Friday, December 25, 2009

 

Avatar - seeing an alien civilization

Spoiler warning.

Three "rants" about Avatar: Sentient Developments: Avatar, the good, the bad and ugly, Clusterfuck Nation: Blue Christmas, A Most Stupendous & Audacious Undertaking: The REAL story of Avatar is in the ecology.

I too saw and loved the movie Avatar, with it's gorgeous 3D graphics and lush alien life. Like Kunstler, I see the theme/plot of the movie as being an attack on Western Civilization, as presently structured. Like Dvorsky, I see that the critique is not very strong - by creating a ridiculous straw-man of western civilization, and portraying it against lushest possible Noble Savage (Matt really hits this one on the head with Intelligent Design of Gaia post-singularity theory - genius!), he didn't give western civilization a chance.

But, I want to draw attention here to two issues that all three overlooked: the role of the corporation and the role of the scientists.

Corporation: despite the fact that the CEO character didn't get all that much screen time, it was his bad decisions (to say yes to the military because of his need to deliver on the bottom line) that moved the plot along. I personally think that if you step back from the movie and think about this, you'll see that Cameron doesn't so much criticize western civilization and technology so much as the logic of the corporation and its resulting actions on Pandora. There is also a strong criticism of the military (or at least mercenary armies), of course. There were surely ways to get the "unobtainium" without strip-mining it, but as long as the corporation doesn't have to pay the externalities of strip-mining then all of its logic points in that direction. A more mature system of managing the world (or our interactions with another world) wouldn't be so narrowly focussed.

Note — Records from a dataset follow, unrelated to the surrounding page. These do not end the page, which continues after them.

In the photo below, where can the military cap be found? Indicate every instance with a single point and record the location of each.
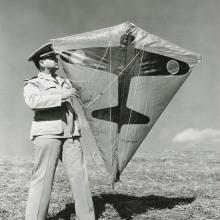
(42, 53)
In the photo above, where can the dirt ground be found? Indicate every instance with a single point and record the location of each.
(164, 186)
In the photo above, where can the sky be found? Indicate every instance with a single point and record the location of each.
(190, 122)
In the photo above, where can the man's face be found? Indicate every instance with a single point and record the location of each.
(50, 63)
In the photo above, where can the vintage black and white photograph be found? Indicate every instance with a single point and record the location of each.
(110, 110)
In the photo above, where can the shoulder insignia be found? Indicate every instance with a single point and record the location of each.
(31, 79)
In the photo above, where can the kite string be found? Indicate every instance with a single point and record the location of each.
(110, 93)
(106, 88)
(126, 136)
(106, 51)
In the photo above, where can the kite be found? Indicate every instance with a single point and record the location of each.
(126, 77)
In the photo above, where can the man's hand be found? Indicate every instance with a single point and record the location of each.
(69, 93)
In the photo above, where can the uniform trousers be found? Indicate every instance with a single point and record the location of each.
(47, 153)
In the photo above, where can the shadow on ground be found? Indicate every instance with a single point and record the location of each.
(126, 205)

The role of the scientists is very analogous to the world today - you see in the movie that they get all kinds of funding, but have very little influence. The scientist leader makes lots of desperate attempts to prevent the violence by reporting on her progress, communicating with the aliens, etc, yet is ultimately gunned down as a traitor. Having just watched Climate Gate (an entirely fabricated attack on climate scientists) and the failure of Copenhagen (due to pretty much everyone but especially weak offerings from the US and copious blocking by China), the portrait of scientists as too focussed on little things and too ineffective at not only their own work, but at properly communicating it, rings all too true. I think it's especially worth noting that the scientists failed to realize that a warrior might be a good envoy to the warrior culture of the natives - to the point that even when one was forced upon them they were upset and failed to see the possibilities. Unfortunately our scientists don't have an active Gaia to come to their rescue and beat back the capitalists...

Anyway, I think talking about Avatar is a particularly good example of the meta-civ principle: seeing how it's done elsewhere can place how you do it in sharp contrast, which is useful...

Update: three more interesting links on Avatar: Hot Air: The Suicide Fantasy, The Story's Story: Thoughts on James Cameron’s Avatar and Neal Stephenson’s “Turn On, Tune In, Veg Out, and some slashdot comments: Slashdot: Anti-Technology Themes in James Cameron's Avatar.